Kalshi and Polymarket moved Monday to tighten their prediction-market rules on insider trading and event-influence trading shortly after two U.S. senators introduced legislation they say could sharply limit the industry. Kalshi said it would add bans aimed at political candidates trading on their own campaigns and would also block people involved in college or professional sports from trading contracts tied to the sports they play or work in.

In a separate set of changes, Polymarket rewrote its rules to make clear that users cannot trade on contracts where they might possess confidential information or where they could influence the outcome of an event. Polymarket’s update said that would include athletes and also could extend to other people with enough influence to affect an event’s result or to know information in advance.

Kalshi said in a statement that its new features “further demonstrate our commitment to safe markets,” according to the Associated Press report. Polymarket chief legal officer Neal Kumar said in a statement that the platform’s rule changes “make our expectations abundantly clear for every participant across both platforms,” referring to the additions on both the Kalshi and Polymarket sides.

The platform updates arrived as Sen. Adam Schiff, a Democrat, and Sen. John Curtis, a Republican, announced legislation called the “Prediction Markets are Gambling Act.” The bill would ban prediction markets from creating contracts related to sports, a change Schiff and Curtis argued would curb what critics view as gambling-like activity.

The AP report said the restriction could affect Kalshi and Polymarket’s growth and business prospects because much of the industry’s recent expansion has been in sporting events. The report also said both companies have signed business deals with sports teams and leagues to build credibility with fans.

Schiff and Curtis’ bill also drew attention to how politically split skepticism toward prediction markets has become. Several states have preemptively banned Kalshi and Polymarket and characterized the platforms as sports betting with a technology twist, while Kalshi has tried to sue in states such as Nevada and Utah, according to the report.

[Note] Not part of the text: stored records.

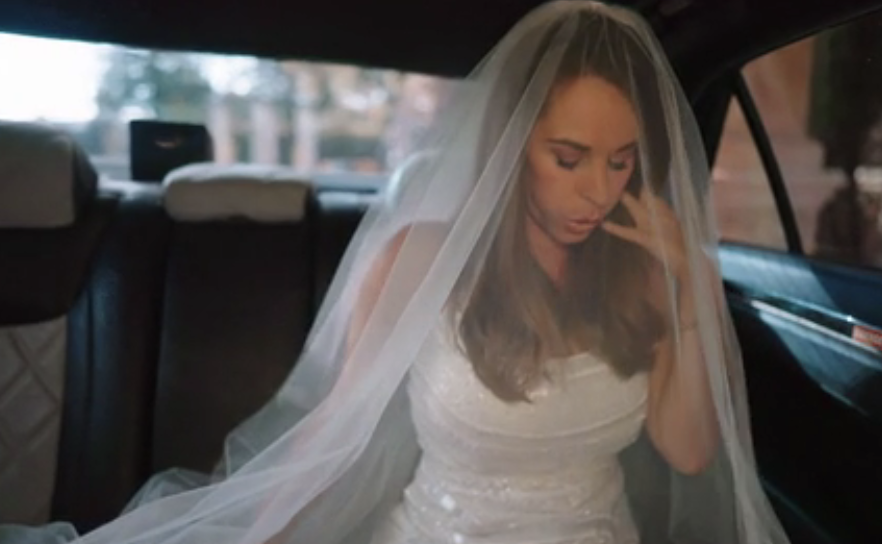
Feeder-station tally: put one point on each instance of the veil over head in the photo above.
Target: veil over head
(331, 454)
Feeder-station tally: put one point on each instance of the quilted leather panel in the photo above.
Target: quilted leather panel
(32, 361)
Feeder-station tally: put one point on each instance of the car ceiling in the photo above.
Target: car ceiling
(444, 37)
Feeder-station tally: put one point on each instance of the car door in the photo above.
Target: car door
(801, 259)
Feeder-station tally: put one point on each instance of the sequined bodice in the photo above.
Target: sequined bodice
(494, 472)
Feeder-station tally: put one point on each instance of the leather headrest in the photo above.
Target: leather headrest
(45, 178)
(215, 192)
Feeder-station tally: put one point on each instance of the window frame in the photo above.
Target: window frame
(760, 137)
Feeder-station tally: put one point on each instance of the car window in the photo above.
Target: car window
(820, 101)
(745, 208)
(317, 117)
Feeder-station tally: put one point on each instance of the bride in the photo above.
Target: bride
(529, 345)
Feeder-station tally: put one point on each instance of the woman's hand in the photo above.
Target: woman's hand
(657, 229)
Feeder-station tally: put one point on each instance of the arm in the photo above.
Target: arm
(682, 419)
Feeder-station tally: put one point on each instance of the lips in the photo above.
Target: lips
(583, 224)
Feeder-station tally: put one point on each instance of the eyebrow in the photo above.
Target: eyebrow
(583, 148)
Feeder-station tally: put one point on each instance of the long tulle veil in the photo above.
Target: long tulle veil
(331, 453)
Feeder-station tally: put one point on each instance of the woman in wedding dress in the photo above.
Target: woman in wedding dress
(528, 344)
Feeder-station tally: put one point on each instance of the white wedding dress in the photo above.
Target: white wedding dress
(493, 473)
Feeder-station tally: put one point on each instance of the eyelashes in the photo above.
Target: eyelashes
(614, 165)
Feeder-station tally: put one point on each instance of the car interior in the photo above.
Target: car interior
(120, 294)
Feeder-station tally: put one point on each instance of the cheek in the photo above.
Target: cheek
(619, 180)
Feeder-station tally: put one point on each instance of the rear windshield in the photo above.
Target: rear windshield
(315, 117)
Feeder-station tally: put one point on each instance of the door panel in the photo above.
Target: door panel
(815, 393)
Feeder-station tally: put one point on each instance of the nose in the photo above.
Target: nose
(594, 186)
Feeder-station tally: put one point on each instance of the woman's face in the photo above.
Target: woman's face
(580, 157)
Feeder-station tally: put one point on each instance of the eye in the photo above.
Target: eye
(618, 166)
(622, 161)
(567, 164)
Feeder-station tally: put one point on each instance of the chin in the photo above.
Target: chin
(567, 237)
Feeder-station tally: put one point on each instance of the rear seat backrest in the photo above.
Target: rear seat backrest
(237, 307)
(50, 224)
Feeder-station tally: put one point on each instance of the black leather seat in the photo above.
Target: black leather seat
(237, 306)
(114, 343)
(175, 313)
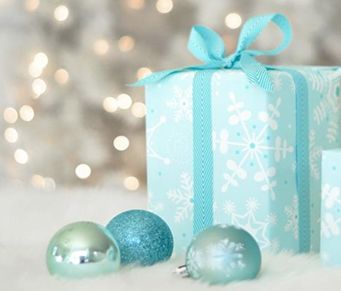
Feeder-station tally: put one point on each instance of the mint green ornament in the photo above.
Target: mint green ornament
(223, 253)
(82, 249)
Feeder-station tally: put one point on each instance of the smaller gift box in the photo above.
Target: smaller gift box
(331, 207)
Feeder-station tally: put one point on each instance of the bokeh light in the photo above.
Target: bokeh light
(38, 87)
(138, 109)
(164, 6)
(135, 4)
(124, 101)
(126, 43)
(121, 143)
(131, 183)
(31, 5)
(21, 156)
(26, 113)
(101, 47)
(143, 72)
(11, 135)
(83, 171)
(61, 76)
(61, 13)
(110, 104)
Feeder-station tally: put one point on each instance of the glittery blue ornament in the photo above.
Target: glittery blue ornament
(223, 253)
(143, 237)
(81, 250)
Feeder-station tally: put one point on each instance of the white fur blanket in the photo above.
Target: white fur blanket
(28, 218)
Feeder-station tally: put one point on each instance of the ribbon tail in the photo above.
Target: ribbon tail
(155, 77)
(256, 72)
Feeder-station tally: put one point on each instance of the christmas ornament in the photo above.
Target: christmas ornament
(82, 249)
(221, 254)
(143, 237)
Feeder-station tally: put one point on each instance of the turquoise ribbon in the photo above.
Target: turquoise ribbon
(207, 46)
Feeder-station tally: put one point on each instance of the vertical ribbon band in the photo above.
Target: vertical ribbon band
(202, 152)
(302, 159)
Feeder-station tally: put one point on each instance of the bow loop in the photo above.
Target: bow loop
(207, 46)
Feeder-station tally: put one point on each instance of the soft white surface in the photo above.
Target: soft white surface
(28, 218)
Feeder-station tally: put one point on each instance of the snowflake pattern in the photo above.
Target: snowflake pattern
(183, 198)
(181, 104)
(248, 220)
(150, 132)
(292, 217)
(252, 145)
(330, 226)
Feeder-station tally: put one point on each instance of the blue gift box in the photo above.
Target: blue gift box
(234, 141)
(331, 208)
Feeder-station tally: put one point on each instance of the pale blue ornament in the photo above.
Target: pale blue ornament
(223, 253)
(143, 237)
(81, 250)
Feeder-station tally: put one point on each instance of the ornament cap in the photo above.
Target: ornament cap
(182, 271)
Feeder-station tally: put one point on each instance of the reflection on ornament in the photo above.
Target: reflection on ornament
(143, 237)
(223, 253)
(82, 250)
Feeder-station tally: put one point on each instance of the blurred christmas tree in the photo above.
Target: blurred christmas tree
(69, 118)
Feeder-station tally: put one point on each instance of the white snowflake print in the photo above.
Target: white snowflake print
(181, 104)
(330, 225)
(315, 152)
(252, 145)
(330, 196)
(292, 217)
(150, 132)
(328, 85)
(183, 198)
(248, 220)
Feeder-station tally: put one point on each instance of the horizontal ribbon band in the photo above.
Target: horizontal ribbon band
(207, 46)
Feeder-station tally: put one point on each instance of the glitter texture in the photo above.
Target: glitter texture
(143, 237)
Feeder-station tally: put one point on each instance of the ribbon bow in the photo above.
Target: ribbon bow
(207, 46)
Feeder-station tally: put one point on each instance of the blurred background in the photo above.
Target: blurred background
(68, 118)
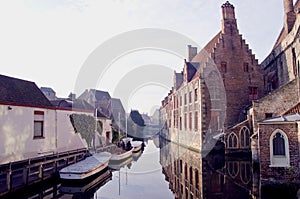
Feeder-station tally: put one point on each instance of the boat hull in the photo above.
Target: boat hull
(85, 168)
(121, 156)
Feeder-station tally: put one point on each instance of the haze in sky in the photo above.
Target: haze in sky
(50, 41)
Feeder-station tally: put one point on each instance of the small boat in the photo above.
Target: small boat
(136, 155)
(117, 165)
(86, 187)
(137, 146)
(120, 154)
(86, 168)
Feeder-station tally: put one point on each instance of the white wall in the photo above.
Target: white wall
(16, 133)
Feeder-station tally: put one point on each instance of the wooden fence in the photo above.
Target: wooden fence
(16, 175)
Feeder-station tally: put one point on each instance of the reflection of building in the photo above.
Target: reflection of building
(100, 99)
(193, 177)
(49, 93)
(196, 108)
(31, 126)
(273, 120)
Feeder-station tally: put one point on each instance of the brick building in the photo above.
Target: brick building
(275, 117)
(205, 96)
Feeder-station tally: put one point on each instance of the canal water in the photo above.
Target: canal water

The AP story also noted that Polymarket has faced intense criticism after some users placed large bets ahead of military action in Iran and Venezuela earlier this year, with the bets appearing to profit from knowledge of the actions in advance. Polymarket’s latest rules explicitly targeted trading by people with confidential information or by those able to influence outcomes—changes that directly track that criticism.

The Associated Press report said the platforms have backing from the Trump-controlled Commodity Futures Trading Commission, with CFTC chairman Michael Selig indicating he would support Kalshi in legal battles at the state level. The report said Selig has argued that federal law preempts state law on the issue.

The senator-backed bill and the platforms’ compliance moves also come as Polymarket and Kalshi navigate attention around politics and investment connections. The AP report said President Donald Trump’s son, Donald Trump Jr., has invested in Polymarket through his venture capital firm and is a strategic adviser for Kalshi.

At the same time, the report said Utah has been particularly aggressive in seeking to keep Kalshi and Polymarket out of the state, citing an effort by Gov. Spencer Cox to expand Utah’s definition of gambling to include “prop bets.”

If enacted, Schiff and Curtis’ federal sports-contract restriction would “substantially destroy” much of Kalshi and Polymarket’s future business prospects, the AP report said, describing the legislation as a potential turning point for the two platforms.